The people involved in that were Cyril Davies, who sings and plays the six-string and the twelve-string guitar; Keith Scott, an art student from Hornsey who plays on the piano; and Alexis Korner who, when he isn’t broadcasting about jazz, plays a mandolin or a guitar. I asked him how you would describe this music…
AK: Well, barrelhouse is really the earliest mixture of blues and jazz piano playing. It is really blues piano playing with a jazz sound, more or less. It started in the South
’round about 1910 sort of time and then it spread. BBC: Why barrelhouse?
AK: Well, a barrelhouse really was a pub! And, all the barrels up on the wall and on the floor, everywhere they could get in barrels, and so they called them barrelhouses
and they used to have odd piano players wandering in. Sometimes they got paid by the management, usually they didn’t, they played for tips.
BBC: How long have you been doing it in this pub here? AK: Er, about four years now, I think, isn’t it, Cyril?
CD: Yeah, about four years.
BBC: Was this before skiffle, or after it?
AK: Well, we started about the same time. We got more or less fed up with skiffle pretty rapidly, and we decided that we wanted to work on blues. [Davies murmurs agreement]
BBC: Why did you do it?
CD: Well, it’s good fun, you know. We enjoy playing it, and people come along and hear it, [and] they enjoy listening to it, so that’s it!
BBC: Do you do it for cash?
CD: No, I don’t. [Davies and Korner laugh]
AK: As Cyril says, if we did it for the cash that would be our lot, in no uncertain terms.

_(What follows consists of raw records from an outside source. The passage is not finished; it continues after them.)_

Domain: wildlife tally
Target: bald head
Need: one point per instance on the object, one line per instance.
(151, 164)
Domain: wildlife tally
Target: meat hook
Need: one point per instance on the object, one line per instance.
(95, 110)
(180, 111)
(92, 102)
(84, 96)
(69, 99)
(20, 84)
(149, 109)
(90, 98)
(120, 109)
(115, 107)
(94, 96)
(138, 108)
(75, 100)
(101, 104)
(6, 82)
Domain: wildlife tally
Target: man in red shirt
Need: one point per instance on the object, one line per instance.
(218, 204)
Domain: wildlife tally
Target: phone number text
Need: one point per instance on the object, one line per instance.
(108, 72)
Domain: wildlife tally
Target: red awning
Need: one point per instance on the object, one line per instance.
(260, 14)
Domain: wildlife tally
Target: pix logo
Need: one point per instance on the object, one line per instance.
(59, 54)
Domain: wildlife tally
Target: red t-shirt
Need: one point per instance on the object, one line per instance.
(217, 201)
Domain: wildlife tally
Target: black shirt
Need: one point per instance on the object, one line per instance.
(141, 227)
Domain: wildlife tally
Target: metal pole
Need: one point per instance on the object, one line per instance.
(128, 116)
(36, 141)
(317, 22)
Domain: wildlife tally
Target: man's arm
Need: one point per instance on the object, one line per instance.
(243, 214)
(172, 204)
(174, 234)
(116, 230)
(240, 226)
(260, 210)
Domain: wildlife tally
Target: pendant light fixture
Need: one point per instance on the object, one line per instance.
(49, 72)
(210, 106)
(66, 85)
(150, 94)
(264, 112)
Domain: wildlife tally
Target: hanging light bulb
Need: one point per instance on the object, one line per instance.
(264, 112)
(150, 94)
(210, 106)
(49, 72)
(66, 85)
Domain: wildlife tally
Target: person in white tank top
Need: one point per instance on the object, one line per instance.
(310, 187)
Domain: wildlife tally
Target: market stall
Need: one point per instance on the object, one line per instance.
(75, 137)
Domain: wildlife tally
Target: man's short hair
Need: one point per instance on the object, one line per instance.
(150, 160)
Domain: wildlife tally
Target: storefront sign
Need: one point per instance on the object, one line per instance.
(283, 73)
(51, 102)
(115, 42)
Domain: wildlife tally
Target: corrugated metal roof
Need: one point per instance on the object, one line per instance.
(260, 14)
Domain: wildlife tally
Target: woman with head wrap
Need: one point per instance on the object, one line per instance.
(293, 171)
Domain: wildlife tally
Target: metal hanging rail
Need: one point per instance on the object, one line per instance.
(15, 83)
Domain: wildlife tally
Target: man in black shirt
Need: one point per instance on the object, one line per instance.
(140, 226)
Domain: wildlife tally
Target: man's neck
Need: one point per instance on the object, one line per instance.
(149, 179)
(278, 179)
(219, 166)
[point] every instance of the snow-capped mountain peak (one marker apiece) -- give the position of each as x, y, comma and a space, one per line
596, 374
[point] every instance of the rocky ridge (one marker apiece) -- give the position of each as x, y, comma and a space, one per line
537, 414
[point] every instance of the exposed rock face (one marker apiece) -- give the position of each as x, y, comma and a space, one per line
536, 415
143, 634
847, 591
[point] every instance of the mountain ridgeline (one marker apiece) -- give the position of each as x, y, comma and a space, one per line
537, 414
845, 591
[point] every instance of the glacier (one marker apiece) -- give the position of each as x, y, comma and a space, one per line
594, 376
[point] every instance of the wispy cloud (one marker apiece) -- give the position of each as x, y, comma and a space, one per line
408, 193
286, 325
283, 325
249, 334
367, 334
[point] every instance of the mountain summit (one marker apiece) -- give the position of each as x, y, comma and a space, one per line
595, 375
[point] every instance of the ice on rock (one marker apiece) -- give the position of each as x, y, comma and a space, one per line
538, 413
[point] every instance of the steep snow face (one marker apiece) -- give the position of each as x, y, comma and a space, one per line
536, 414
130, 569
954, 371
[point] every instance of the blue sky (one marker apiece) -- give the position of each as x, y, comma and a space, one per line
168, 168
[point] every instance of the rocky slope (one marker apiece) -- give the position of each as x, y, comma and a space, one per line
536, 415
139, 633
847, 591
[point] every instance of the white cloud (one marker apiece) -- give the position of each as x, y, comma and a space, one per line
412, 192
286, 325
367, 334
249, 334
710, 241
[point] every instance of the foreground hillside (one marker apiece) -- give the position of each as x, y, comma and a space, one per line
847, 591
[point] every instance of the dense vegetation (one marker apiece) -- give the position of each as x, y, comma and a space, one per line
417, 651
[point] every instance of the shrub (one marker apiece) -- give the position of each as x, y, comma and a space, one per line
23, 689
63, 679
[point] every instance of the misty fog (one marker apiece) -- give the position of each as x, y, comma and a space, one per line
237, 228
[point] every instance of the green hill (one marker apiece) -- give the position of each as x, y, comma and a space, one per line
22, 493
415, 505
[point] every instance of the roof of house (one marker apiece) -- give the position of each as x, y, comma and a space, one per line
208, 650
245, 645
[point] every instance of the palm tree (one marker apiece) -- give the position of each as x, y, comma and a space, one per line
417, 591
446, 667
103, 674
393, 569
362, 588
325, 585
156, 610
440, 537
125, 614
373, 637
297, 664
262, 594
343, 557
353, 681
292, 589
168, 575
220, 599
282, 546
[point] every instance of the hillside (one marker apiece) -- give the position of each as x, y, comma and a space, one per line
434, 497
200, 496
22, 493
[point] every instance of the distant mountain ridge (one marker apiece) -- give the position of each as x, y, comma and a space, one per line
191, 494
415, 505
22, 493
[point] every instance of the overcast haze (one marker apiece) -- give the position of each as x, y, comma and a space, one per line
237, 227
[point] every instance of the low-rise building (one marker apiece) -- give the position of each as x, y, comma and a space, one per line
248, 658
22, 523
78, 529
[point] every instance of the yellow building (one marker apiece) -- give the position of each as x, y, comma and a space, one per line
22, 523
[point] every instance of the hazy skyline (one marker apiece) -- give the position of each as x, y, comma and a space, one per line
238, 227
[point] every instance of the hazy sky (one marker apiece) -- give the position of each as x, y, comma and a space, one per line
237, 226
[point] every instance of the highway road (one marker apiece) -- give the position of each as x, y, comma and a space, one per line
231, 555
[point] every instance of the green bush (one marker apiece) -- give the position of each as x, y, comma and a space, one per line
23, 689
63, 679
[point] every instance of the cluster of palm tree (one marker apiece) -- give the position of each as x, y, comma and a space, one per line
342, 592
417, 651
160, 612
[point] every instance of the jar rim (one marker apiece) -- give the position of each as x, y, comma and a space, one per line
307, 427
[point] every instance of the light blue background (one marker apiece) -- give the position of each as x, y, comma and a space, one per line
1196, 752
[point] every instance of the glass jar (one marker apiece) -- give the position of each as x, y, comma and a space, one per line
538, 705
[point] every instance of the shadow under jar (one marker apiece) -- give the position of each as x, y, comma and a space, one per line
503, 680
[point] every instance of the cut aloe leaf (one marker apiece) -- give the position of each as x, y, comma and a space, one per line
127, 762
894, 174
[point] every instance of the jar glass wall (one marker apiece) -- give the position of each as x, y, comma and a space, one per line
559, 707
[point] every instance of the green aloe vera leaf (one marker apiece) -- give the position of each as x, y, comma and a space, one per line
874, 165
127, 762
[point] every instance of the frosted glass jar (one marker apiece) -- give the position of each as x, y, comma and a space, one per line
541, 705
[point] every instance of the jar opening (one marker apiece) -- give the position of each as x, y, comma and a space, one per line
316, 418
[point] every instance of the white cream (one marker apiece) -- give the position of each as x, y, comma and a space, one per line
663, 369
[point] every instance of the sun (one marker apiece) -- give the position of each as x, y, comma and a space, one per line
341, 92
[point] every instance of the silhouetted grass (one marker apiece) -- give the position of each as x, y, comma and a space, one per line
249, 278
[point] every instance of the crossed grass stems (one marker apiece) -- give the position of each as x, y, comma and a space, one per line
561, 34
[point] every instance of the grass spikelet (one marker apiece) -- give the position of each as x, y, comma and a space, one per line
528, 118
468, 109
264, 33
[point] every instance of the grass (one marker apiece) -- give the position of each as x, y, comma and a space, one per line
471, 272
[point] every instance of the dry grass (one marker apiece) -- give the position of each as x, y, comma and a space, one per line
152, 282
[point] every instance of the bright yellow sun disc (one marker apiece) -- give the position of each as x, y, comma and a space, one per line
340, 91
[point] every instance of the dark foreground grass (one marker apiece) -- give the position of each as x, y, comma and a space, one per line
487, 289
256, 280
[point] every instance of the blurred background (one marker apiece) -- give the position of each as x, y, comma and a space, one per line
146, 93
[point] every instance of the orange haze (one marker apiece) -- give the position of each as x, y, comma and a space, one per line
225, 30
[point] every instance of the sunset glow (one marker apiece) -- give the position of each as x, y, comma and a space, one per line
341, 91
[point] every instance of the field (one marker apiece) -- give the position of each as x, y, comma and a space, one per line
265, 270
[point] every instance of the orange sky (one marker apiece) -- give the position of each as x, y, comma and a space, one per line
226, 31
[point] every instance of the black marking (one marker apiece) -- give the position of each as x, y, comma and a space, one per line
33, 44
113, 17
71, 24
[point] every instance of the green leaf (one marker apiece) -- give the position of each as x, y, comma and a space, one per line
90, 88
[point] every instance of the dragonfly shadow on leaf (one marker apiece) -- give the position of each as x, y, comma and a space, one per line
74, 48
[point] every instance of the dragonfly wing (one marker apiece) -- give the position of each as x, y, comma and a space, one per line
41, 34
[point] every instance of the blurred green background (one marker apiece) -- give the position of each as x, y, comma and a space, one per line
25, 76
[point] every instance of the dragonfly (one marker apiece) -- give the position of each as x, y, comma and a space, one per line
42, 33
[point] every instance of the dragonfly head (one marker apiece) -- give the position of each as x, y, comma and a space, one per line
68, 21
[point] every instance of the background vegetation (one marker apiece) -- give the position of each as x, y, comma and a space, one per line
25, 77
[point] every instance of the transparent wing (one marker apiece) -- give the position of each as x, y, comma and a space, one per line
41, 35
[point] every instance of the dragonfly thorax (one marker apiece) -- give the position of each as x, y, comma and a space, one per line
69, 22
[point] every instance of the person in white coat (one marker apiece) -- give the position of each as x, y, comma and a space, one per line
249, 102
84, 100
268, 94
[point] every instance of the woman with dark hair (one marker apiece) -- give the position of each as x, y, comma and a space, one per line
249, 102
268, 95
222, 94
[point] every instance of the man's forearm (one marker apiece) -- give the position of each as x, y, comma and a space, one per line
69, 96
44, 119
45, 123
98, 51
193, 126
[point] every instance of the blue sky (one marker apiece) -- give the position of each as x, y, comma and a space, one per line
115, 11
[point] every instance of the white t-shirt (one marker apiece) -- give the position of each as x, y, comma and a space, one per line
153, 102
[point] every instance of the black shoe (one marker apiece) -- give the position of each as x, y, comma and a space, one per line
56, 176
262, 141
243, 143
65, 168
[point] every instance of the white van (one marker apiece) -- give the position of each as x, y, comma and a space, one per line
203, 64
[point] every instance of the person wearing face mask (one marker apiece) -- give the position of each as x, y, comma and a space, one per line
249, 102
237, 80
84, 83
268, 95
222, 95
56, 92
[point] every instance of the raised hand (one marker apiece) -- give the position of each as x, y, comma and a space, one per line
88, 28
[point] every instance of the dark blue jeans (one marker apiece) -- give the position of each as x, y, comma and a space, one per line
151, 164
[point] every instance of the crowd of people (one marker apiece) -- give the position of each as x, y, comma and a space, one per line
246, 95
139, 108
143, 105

BBC: Among the guest artists who are often at the Round House is Lisa Turner, who describes herself as a housewife. [music clip]
Some people think it rather odd that English musicians should even attempt to play or sing this sort of music. How can they ever hope to compare with the coloured people who invented it? Alexis Korner has strong views on this.
AK: Well personally I think I am an appalling singer, but I don’t see why we shouldn’t be able to play the music. It originated in America, naturally, but the fact that it was originally an American Negro music doesn’t mean that it can’t be played in England by white people. It isn’t really a matter of where you are born; it’s a matter of what you play best. I feel that there’s no reason why we shouldn’t be able to sing and play it reasonably well. Cyril, I think, is an extremely fine singer on form. The fact that he is a white-skinned English panel-beater from South Harrow doesn’t seem to me to affect his singing one way or another. In fact there are several people who seem to agree with me and they are not all English by any means.
BBC: Yes, I believe you’ve had quite a number of coloured singers from America down here, haven’t you?
AK: Well yes we have. We had Bill Broonzy, and Jimmy Rushing has been up to the Round House to sing. Sonny Terry and Brownie McGhee are honorary Presidents of the Round House, and whenever they are in England, they come up every Thursday night that they are free, quite often to listen as well as to play.
BBC: What do they think of your style of singing and playing?
AK: Well, they are quite surprised actually, they were very impressed with the fact that we were trying to do it, and I know Sonny and Brownie in particular were most impressed with Cyril. Sonny Terry said that he’s the closest thing he has ever heard to Lead Belly playing and singing, and he used to sit there and say, “Sing for me, Cyril.”
BBC: Sometimes the Round House is crowded out. Sometimes there are more musicians than audience. But, come what may, they go on playing for their own enjoyment. People can listen or not listen as they like. But Cyril, the white-skinned panel-beater from South Harrow, will go on singing. This time it’s about a ‘Yellow Gal.’ [music clip]
And on that rhythmic beat, we end Town and Country for this week.